Le député travailliste Ritesh Ramful observe que l’extradition de personnes vers un pays étranger n’a « jamais été un problème ». Ce qui cause problème en revanche, selon lui, « c’est l’extradition des gens vers Maurice ». Prenant l’exemple de Nandanee Soornack, que le pays n’a pu faire extrader d’Italie, il demande « comment la nouvelle loi peut-elle corriger cela ? ». Il intervenait hier au parlement dans le cadre des débats sur l’Extradition Bill, présenté en deuxième lecture par l’Attorney General vendredi dernier.
Intervenant juste après le député MSM Zouberr Joomaye, le député Ritesh Ramful devait observer que le premier nommé avait « axé son discours sur la politique, alors qu’il s’agit d’un texte de loi très important ». Selon lui, la plupart des provisions de cette loi « sont déjà présentes dans l’Extradition Act de 1970 ou ont été interprétées par le tribunal à diverses occasions ». La nouvelle loi compte quand même, dit-il, « quelques nouveautés », dont le « transit proceedings », qu’il dit accueillir favorablement. Rappelant que la loi de 1970 « fait la différence entre les pays du Commonwealth et les autres pays », le député Ramful demande « ce qu’il adviendra des pays du Commonwealth avec la nouvelle loi, qui met tous les pays sur le même pied d’égalité ». Il rappelle qu’au moment de l’indépendance, Maurice avait bénéficié « d’un certain nombre de traités signés par l’ancienne administration coloniale britannique », comme la succession. D’où sa question : « Qu’adviendra-t-il de cela ? » Reprenant les propos du député Joomaye, intervenu avant lui, il affirme que « Maurice ne pouvait porter M. Caterino devant la justice pour possession de Subutex puisqu’il n’y a pas de traité d’extradition entre Maurice et la France ».

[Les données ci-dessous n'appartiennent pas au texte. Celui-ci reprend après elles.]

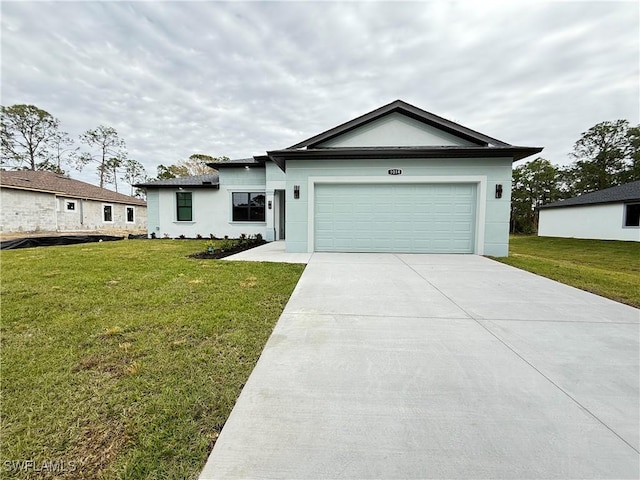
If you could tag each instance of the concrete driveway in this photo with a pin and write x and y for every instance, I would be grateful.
(438, 366)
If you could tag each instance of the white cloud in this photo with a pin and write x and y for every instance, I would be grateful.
(238, 79)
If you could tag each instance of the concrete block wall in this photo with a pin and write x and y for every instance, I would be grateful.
(27, 211)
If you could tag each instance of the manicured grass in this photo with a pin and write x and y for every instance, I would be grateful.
(604, 267)
(124, 359)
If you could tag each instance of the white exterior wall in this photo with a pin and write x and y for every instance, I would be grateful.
(211, 208)
(30, 211)
(395, 130)
(88, 216)
(602, 222)
(27, 211)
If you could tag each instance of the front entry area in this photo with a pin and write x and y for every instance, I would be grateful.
(401, 218)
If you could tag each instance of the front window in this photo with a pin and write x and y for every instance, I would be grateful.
(184, 202)
(131, 215)
(107, 213)
(248, 206)
(632, 215)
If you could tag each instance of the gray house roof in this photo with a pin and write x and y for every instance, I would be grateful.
(409, 110)
(239, 162)
(629, 192)
(195, 181)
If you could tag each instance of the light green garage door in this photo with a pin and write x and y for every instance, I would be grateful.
(409, 218)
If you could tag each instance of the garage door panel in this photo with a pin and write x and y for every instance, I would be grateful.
(421, 218)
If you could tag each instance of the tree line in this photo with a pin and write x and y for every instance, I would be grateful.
(606, 155)
(32, 140)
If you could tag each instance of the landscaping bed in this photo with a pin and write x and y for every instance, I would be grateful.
(218, 253)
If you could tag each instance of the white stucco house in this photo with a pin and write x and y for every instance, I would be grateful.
(610, 214)
(39, 202)
(397, 179)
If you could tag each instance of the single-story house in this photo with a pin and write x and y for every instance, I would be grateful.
(397, 179)
(609, 214)
(37, 201)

« We can’t rely on the declaration of succession. » Il a ainsi pris l’exemple de Nandanee Soornack, que Maurice, rappelle-t-il, « n’a pu faire extrader d’Italie », et ce « car il n’existe pas de traité entre nos deux pays » et que « le pays a voulu s’appuyer sur la déclaration de succession » pour le faire, « en vain », dit-il. « Pour ça, on a besoin d’un traité additionnel. Comment ce texte de loi vient-il corriger cela ? » demande-t-il, avant d’observer que Maurice n’a « jamais eu de difficultés » pour extrader des personnes vers un autre pays, la difficulté résidant en réalité « dans l’extradition vers Maurice ». Et de rappeler que les « provisions énoncées existent déjà dans nos lois ».
Intervenant à son tour, le député Raj Rampertab a observé que la nouvelle loi « permet à deux États de travailler conjointement pour trouver une solution ». Il estime cependant « important » que Maurice s’assure, dans le cadre d’une extradition vers un autre pays, « que la personne en question ne soit pas sujette à la peine de mort » une fois extradée. Tout en accueillant favorablement le texte de loi, le député Sangeet Fowdar a, lui, observé qu’il est généralement « plus facile » de mettre la main sur l’auteur d’un crime entraînant mort d’homme que sur ceux s’étant rendus coupables de crimes financiers. D’ailleurs, dit-il, « Maurice en a fait l’expérience », citant l’affaire MCB/NPF. « The person is still free out there. » Aussi dit-il déplorer que les affaires portées devant les tribunaux mauriciens « tardent trop » à être conclues. « Souvent, entre-temps, des pièces à conviction disparaissent, des témoins meurent et les auteurs de crimes se retrouvent en liberté, alors que dans d’autres cas encore, des victimes sont pénalisées. » Selon lui, « quelque chose doit être fait pour remédier à cette situation et pour que les affaires soient prises et complétées dans un court laps de temps ». Et de poursuivre : « Il y va de la réputation de Maurice concernant la confiance que nous inspirons auprès de pays tiers, notamment avec l’arrivée de ce nouveau texte de loi. »
À noter que la députée Fazila Jeewah-Daureeawoo a aussi participé aux débats. Elle a soutenu le texte de loi, qu’elle considère de « inovating and far reaching ».